El juego quiere indicar la fe dentro de las situaciones históricas que toca vivir. Volvamos con el juego del fútbol. Si una persona es advenediza en el fútbol, las reglas pueden parecerle contradictorias y confusas. Pero si es una persona que juega fútbol desde su mocedad, tiene asumidas las normas y las cumple inconscientemente. También con la fe. En la medida en que se vivencia dentro de la familia y la comunidad eclesial, se siente como algo natural seguir las reglas: respetar el rayado del dogma y pretender vivir el juego de la fe, que es el Evangelio. Como el fútbol, la fe es también un juego colectivo. Compartir la pelota dentro del rayado para lograr las mejores jugadas, jugando con buena técnica y de acuerdo al Reglamento, permiten conseguir los mejores resultados. Y esto no coarta la libertad.

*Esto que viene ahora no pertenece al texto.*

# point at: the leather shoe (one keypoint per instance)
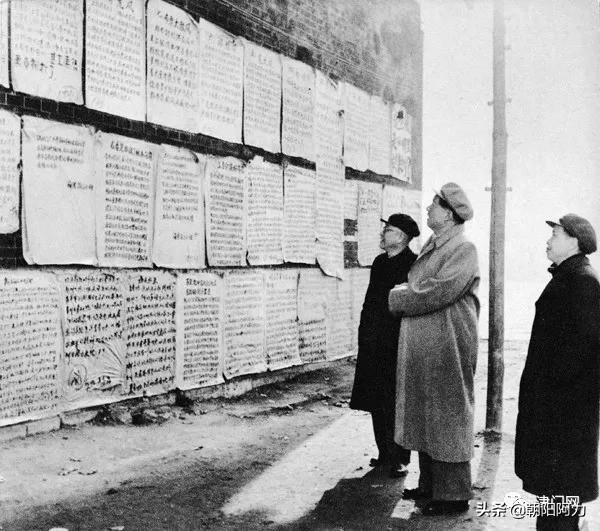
(398, 471)
(445, 507)
(416, 494)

Esta facilidad para desenvolvernos en la Fe es lo que podemos llamar espiritualidad. Por la espiritualidad Evangelio (reglamento) y Dogmas (rayado) están incorporados a lo que somos y nos gusta hacer. Rendir en la cancha es también un asunto de buena oxigenación: dejarse penetrar por el Espíritu, que tiene como símbolo bíblico el aire con su contraparte, la respiración (inspirar-expirar). Las consecuencias morales de la Fe provienen de este “pulmón” (o “pulmones”, para recordar a Juan Pablo II hablando de la Iglesia Oriental y la Occidental). No se vive de manera pesada, por coacción,  sino con alegría, pues se entiende que la espiritualidad es vida teologal con consecuencias prácticas (moral).

            Pero el Evangelio nos urge a que demos lo mejor de nosotros en el partido de la vida. La referencia no es la autocomplacencia, sino la historia. El aquí y ahora. El equipo contrario no es la humanidad ni las otras religiones, sino todo aquello que degrada y contradice el proyecto de Dios, que es de Misericordia.

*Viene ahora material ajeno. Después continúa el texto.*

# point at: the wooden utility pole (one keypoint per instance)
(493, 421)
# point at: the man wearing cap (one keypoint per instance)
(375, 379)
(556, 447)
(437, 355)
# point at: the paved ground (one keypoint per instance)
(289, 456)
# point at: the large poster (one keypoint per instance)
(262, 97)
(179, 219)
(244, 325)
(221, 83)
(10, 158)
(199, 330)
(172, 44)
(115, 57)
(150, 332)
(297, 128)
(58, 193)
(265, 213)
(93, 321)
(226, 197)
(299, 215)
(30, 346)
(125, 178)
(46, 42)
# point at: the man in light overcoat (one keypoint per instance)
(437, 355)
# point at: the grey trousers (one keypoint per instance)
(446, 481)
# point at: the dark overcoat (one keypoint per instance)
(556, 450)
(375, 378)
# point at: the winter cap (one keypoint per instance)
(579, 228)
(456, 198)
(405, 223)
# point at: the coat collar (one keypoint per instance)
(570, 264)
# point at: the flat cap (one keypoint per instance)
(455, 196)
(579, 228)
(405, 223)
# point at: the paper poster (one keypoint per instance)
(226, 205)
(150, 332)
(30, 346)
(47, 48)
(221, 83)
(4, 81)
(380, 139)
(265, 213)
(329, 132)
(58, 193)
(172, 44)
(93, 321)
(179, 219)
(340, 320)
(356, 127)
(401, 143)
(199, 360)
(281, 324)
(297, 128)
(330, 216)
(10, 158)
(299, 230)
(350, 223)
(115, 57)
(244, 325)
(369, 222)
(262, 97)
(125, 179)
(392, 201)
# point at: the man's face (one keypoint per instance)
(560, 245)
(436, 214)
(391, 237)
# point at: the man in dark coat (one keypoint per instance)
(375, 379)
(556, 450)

            Visto así el dogma es para pisarlo y patearlo (en el sentido de caminarlo con fuerza en todos los sentidos y velocidades). No para cocearlo. Es el rayado pero también, en ocasiones el engramado en que nos apoyamos.

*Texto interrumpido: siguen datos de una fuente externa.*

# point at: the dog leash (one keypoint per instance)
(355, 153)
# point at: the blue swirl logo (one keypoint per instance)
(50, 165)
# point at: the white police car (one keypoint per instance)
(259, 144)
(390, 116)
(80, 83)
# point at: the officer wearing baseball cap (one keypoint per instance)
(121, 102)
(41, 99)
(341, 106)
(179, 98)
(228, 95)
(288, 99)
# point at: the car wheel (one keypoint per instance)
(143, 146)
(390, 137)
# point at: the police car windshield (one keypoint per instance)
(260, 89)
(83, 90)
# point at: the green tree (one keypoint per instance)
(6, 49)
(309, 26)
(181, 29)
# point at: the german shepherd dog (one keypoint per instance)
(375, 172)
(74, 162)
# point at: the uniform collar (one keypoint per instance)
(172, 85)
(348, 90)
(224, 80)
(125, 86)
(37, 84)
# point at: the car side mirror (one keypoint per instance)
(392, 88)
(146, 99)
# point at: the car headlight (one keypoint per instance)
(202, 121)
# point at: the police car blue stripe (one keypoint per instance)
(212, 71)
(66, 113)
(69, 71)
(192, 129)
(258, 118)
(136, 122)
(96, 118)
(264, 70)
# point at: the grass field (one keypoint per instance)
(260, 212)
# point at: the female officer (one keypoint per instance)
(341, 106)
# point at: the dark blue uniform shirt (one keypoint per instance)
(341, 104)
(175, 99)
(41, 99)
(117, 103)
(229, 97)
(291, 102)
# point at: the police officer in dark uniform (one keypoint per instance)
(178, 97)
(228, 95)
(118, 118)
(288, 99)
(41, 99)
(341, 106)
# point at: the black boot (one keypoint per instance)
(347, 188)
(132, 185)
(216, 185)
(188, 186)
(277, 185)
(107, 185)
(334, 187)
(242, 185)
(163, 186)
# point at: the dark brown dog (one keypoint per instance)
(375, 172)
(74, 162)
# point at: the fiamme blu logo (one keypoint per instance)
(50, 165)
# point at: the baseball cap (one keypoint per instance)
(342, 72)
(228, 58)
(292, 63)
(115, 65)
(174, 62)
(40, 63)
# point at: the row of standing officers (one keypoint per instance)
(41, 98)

            Si lo pisamos, si ponemos los pies en él, alcanzaremos las estrellas. Decir que el dogma es fundamental implica afirmar que está debajo de nosotros para fundamentar (darle fundamento, como un edificio), para elevarnos al cielo. Si decimos que es algo básico, es porque está a la base y las bases siempre quedan debajo, nunca alrededor como las camisas de fuerza, para darle firmeza al edificio. El dogma da el piso seguro y no la inestabilidad de confusos criterios que alimentan la sensación en el vacío.